Published: Sep 27, 2006

CALGARY – With both sides set to resume negotiations on fiscal terms for the Mackenzie Valley Pipeline, the federal minister responsible for the project has issued a strong vote of confidence that it will go ahead.

Indian Affairs and Northern Development Minister Jim Prentice said he expects formal talks between Ottawa and oil companies to resume shortly, after lead partner Imperial Oil Ltd. stepped away over the summer to re-examine the entire project, including cost estimates that are expected to escalate, the number of construction seasons it would take to build it, and project parameters.

“I am confident that this is a very good project, that it’s good for Canada, that it’s good for North American energy self-sufficiency,” Mr. Prentice said in an interview from Ottawa. “This is a very significant piece of infrastructure, of historic proportions, which will have a fundamental change on the oil and gas economy in Canada. So it needs to be viewed over a long-term perspective.

“At this point, commodity prices have softened, but we have still strong fundamentals for gas, and the need to open up this basin in the North, and the infrastructure is key to that.”

Project proponents, which also include ConocoPhillips, Shell Canada Ltd., Exxon Mobil Corp. and the Aboriginal Pipeline Group, want to secure fiscal terms before they give the green light to the venture, which would move to market natural gas reserves stranded in the North.

Last year, when the 1,325-kilometre natural gas pipeline’s cost was estimated at $7.5-billion, former Deputy Prime Minister Anne McLellan said the oil companies were looking for breaks from Ottawa worth $1.2-billion.

They are expected to ask for more concessions when talks resume, reflecting cost escalations. Imperial is expected to announce new estimates by the end of the year. Observers said it will probably cost more than $10-billion to build the project, given cost overruns in energy ventures across Western Canada.

Mr. Prentice, who said he continued to meet over the summer with Imperial executives, including CEO Tim Hearn, would not say what Ottawa is prepared to do to improve the fiscal framework.

“They will bring forward a proposal and we will consider and respond to it,” he said. “There have been a number of issues on the table before, and we will see what they have to say.”

“The government can’t change the fundamental marketplace economics,” he said. “What we can do is fulfil the management responsibilities that I took on, and there are specific things that we can and are doing.”

Ottawa has hired Andrei Sulzenko, one of the architects and principal negotiators of the Canada-U.S. Free Trade Agreement, to manage the file, including ensuring proper interdepartmental coordination.

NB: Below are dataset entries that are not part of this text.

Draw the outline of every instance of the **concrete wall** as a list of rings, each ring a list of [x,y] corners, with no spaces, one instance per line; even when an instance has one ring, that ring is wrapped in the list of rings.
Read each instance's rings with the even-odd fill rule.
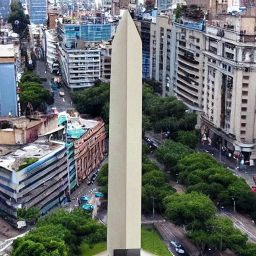
[[[14,131],[0,130],[0,144],[15,145]]]
[[[74,141],[76,184],[86,178],[103,160],[106,136],[101,122]]]
[[[8,116],[10,111],[18,116],[16,78],[14,63],[0,63],[0,116]]]

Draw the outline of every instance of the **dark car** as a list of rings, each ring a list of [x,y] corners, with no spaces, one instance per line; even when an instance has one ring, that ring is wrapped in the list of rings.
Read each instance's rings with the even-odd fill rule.
[[[176,241],[170,241],[170,246],[174,248],[175,252],[180,255],[185,256],[186,252],[182,244]]]

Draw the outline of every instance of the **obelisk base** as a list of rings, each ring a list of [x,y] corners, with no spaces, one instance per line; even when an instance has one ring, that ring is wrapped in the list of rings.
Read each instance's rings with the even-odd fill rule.
[[[106,250],[94,256],[110,256],[110,254]],[[123,249],[114,250],[114,256],[156,256],[156,254],[143,249]]]

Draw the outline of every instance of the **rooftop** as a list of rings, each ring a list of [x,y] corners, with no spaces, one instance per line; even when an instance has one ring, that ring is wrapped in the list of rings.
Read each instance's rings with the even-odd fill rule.
[[[0,44],[0,58],[14,57],[14,46]]]
[[[0,146],[0,166],[15,171],[22,170],[21,166],[24,168],[64,144],[60,142],[38,140],[25,146]]]
[[[66,112],[62,112],[58,114],[59,124],[68,120],[68,135],[70,138],[78,138],[88,130],[96,126],[99,121],[84,119],[78,114],[74,114],[72,117]]]
[[[44,118],[44,116],[41,116]],[[33,127],[42,122],[40,116],[36,118],[6,118],[0,117],[0,130],[17,129],[28,129]]]

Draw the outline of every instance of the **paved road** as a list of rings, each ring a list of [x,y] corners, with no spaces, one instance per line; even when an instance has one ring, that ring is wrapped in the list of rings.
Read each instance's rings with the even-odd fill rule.
[[[50,80],[52,78],[56,76],[52,74],[46,66],[46,63],[43,60],[37,60],[36,66],[34,70],[34,72],[40,78],[46,78],[47,80],[43,82],[42,84],[44,88],[46,90],[50,90],[51,84]],[[60,91],[64,92],[65,96],[61,97],[59,95]],[[70,93],[68,89],[64,85],[60,90],[57,90],[54,96],[54,102],[52,106],[49,106],[48,108],[48,112],[52,112],[53,110],[52,108],[56,108],[58,112],[62,112],[66,110],[72,108],[74,108],[72,103],[70,96]]]
[[[250,242],[256,244],[256,225],[252,223],[252,218],[238,213],[234,214],[224,210],[218,212],[216,216],[230,219],[236,228],[248,236]]]

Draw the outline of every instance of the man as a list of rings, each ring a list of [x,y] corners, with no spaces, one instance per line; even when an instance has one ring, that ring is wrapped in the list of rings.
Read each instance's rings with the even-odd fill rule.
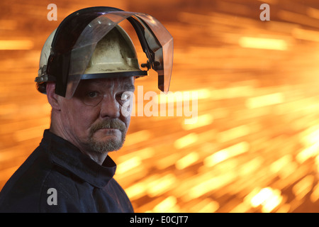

The federal government is also in the process of creating a five-member board of directors for the Crown corporation that will be responsible for the $500-million in socio-economic funding made available to the people of the North to alleviate the development’s impact.

He said Ottawa is continuing negotiations to provide support to the Aboriginal Pipeline Group, the aboriginal enterprise with a one-third ownership in the pipeline, though its preference is to not provide loan guarantees to help it fund its share of the pipeline’s cost.

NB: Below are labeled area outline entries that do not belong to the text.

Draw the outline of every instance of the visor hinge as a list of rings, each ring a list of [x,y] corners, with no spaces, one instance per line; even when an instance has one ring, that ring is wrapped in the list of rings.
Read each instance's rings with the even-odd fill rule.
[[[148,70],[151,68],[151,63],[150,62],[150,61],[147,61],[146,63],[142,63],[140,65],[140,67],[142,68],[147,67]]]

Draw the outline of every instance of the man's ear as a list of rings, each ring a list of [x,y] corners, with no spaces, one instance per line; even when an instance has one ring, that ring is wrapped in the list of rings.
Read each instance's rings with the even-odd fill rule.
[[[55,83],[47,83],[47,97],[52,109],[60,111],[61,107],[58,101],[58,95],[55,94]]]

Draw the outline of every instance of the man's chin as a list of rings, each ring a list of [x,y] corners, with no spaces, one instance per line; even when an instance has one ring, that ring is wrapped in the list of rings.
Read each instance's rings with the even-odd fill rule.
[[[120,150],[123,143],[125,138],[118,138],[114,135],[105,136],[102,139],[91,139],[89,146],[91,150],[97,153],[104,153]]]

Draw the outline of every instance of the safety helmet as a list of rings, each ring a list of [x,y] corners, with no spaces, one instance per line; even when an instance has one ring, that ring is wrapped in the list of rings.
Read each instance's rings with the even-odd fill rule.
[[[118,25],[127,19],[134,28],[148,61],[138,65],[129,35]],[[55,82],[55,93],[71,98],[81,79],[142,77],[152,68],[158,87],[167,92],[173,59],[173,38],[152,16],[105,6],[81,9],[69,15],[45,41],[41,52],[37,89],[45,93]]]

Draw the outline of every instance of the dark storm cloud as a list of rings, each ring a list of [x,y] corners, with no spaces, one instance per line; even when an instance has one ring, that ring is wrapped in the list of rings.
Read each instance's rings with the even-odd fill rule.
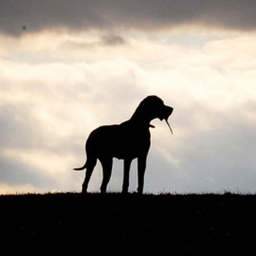
[[[150,30],[191,23],[254,30],[255,12],[255,0],[0,0],[0,31]]]

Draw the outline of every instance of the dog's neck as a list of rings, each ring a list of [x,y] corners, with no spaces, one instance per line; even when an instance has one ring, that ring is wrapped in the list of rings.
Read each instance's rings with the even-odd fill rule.
[[[146,115],[146,113],[141,113],[139,111],[135,111],[130,121],[136,124],[137,126],[149,128],[150,127],[150,121],[153,119],[154,118],[150,116],[150,115]]]

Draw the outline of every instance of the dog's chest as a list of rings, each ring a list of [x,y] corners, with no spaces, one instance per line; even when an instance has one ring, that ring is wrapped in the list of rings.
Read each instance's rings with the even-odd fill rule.
[[[131,127],[119,127],[115,134],[113,144],[114,156],[119,159],[137,158],[148,152],[150,146],[149,129],[139,129]]]

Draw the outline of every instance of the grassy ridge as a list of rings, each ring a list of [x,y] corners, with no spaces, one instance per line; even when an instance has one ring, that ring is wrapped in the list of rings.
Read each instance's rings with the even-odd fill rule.
[[[1,196],[0,205],[10,253],[230,254],[256,241],[253,195],[31,194]]]

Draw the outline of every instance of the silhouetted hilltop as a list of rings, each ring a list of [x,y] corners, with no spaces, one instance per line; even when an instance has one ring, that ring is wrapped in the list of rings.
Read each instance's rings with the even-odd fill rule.
[[[0,205],[10,253],[244,253],[256,241],[254,195],[28,194]]]

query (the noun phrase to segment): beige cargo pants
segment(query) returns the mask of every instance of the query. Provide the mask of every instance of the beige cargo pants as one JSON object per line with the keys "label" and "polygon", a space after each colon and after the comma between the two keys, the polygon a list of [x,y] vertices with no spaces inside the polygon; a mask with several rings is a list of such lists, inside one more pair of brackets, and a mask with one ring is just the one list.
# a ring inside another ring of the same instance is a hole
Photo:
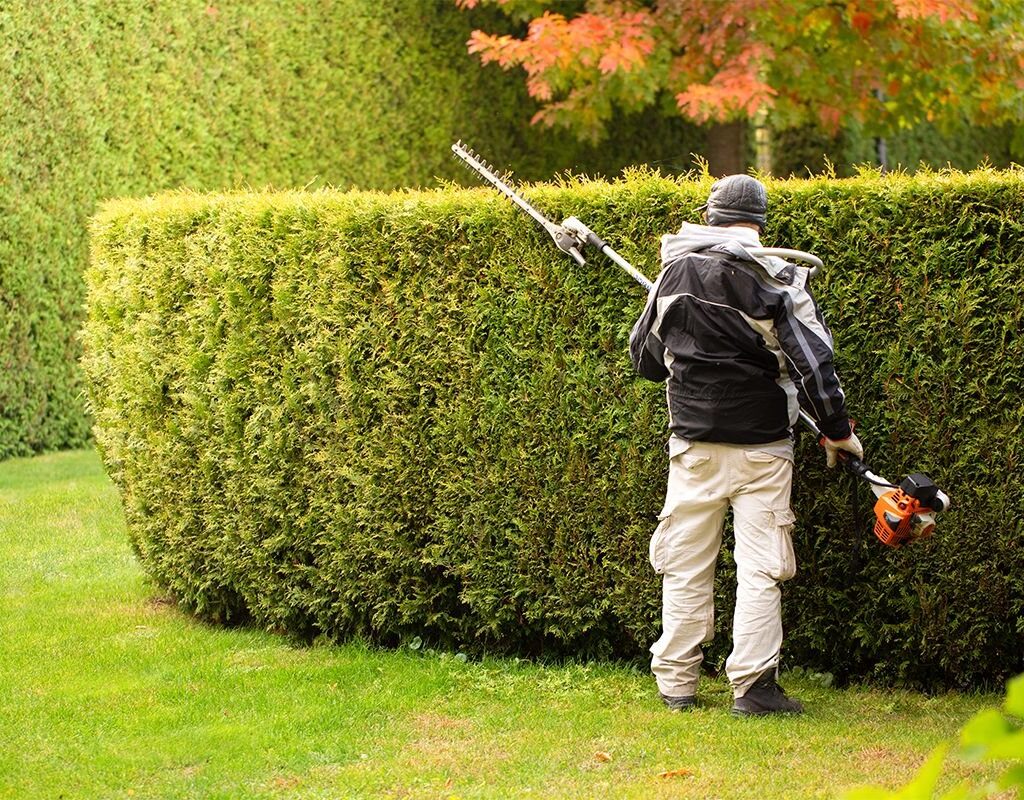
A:
{"label": "beige cargo pants", "polygon": [[736,547],[736,609],[732,652],[725,665],[740,698],[782,646],[779,583],[794,576],[790,508],[793,461],[752,447],[687,443],[673,437],[669,489],[650,540],[650,562],[663,576],[662,637],[651,670],[663,694],[696,693],[700,644],[715,633],[715,563],[731,506]]}

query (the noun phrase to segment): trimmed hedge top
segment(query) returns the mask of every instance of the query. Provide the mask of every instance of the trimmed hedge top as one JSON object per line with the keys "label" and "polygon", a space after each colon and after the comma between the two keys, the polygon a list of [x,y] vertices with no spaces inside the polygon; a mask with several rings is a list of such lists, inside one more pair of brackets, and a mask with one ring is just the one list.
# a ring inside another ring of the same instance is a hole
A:
{"label": "trimmed hedge top", "polygon": [[[527,197],[650,277],[710,179],[636,172]],[[815,292],[867,461],[932,474],[927,542],[799,437],[784,657],[928,686],[1024,667],[1024,175],[769,181],[766,244]],[[643,294],[580,267],[496,193],[162,195],[92,227],[84,366],[145,569],[185,607],[300,638],[640,658],[665,491]],[[728,647],[732,572],[720,571]]]}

Another form of support under discussion with the group is for Ottawa to take its royalties from the project in kind, and make a shipping commitment to the APG, but no decisions have been made, he said. As well, Ottawa is making progress on a land claim settlement with the Deh Cho First Nations, the only aboriginal community opposed to the project.

Mr. Prentice said Deh Cho support is not needed for the pipeline to move ahead.

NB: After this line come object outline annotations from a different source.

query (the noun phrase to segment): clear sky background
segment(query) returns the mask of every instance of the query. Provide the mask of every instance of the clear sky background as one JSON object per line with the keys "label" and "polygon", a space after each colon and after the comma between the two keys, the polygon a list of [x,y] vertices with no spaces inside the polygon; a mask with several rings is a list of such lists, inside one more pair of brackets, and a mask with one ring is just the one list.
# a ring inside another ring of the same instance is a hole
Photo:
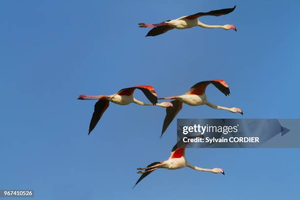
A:
{"label": "clear sky background", "polygon": [[[150,29],[137,25],[236,4],[200,20],[236,32],[145,37]],[[300,9],[296,0],[0,1],[0,189],[33,189],[43,200],[297,199],[297,149],[189,149],[191,163],[226,175],[161,169],[132,189],[137,167],[169,157],[175,121],[161,139],[165,109],[111,103],[88,136],[96,101],[76,98],[137,85],[180,95],[223,79],[230,95],[210,86],[209,100],[244,116],[184,105],[177,117],[299,118]]]}

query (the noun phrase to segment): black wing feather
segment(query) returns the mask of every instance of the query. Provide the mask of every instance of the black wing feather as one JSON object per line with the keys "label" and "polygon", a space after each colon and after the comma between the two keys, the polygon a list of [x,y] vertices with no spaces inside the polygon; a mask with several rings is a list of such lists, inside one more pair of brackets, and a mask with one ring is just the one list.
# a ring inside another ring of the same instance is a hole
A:
{"label": "black wing feather", "polygon": [[166,109],[166,115],[165,120],[164,120],[161,137],[162,136],[169,125],[172,122],[177,114],[182,108],[182,102],[178,100],[174,100],[171,102],[173,104],[173,106],[169,106]]}
{"label": "black wing feather", "polygon": [[104,111],[109,105],[109,101],[105,99],[101,99],[95,104],[95,108],[89,128],[89,135],[95,128]]}
{"label": "black wing feather", "polygon": [[[153,163],[151,163],[149,165],[148,165],[147,166],[147,167],[151,167],[153,166],[154,165],[155,165],[157,164],[160,164],[160,162],[154,162]],[[146,171],[149,171],[150,169],[147,169],[146,170]],[[154,171],[155,170],[153,170],[151,171],[150,172],[145,172],[145,173],[143,173],[142,175],[141,175],[141,177],[140,177],[140,178],[139,178],[139,179],[137,180],[137,181],[136,181],[136,182],[135,183],[135,185],[134,185],[134,186],[133,186],[133,187],[135,187],[135,186],[140,182],[140,181],[141,181],[143,178],[145,178],[145,177],[146,177],[147,175],[149,175],[150,174],[150,173],[151,173],[152,172]]]}
{"label": "black wing feather", "polygon": [[164,33],[169,30],[173,29],[173,28],[174,28],[168,25],[155,27],[148,32],[148,33],[147,33],[146,37],[156,36],[156,35]]}
{"label": "black wing feather", "polygon": [[196,14],[194,14],[194,15],[189,15],[185,17],[184,18],[191,19],[195,19],[196,18],[198,18],[200,17],[207,15],[218,17],[223,15],[227,15],[227,14],[231,13],[233,10],[234,10],[234,9],[235,9],[235,7],[236,6],[235,5],[234,7],[231,8],[225,8],[221,9],[220,10],[212,10],[208,12],[200,12]]}
{"label": "black wing feather", "polygon": [[157,97],[153,95],[150,91],[146,88],[142,87],[137,87],[137,89],[142,90],[145,96],[153,105],[156,105],[157,103]]}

Under current plans, Imperial plans to build the pipeline over three winters starting in 2008. Last week, Northwest Territories Premier Joseph Handley suggested the pipeline could be built in one year, reducing its cost, with the construction of a federally funded, $700-million highway to the Arctic Ocean that would facilitate the movement of people and equipment.

“The whole relationship between the pipeline and the road is in my mind unclear at this point and it really is the project proponent who has to answer the question of whether the road would be of assistance or not,” Mr. Prentice said.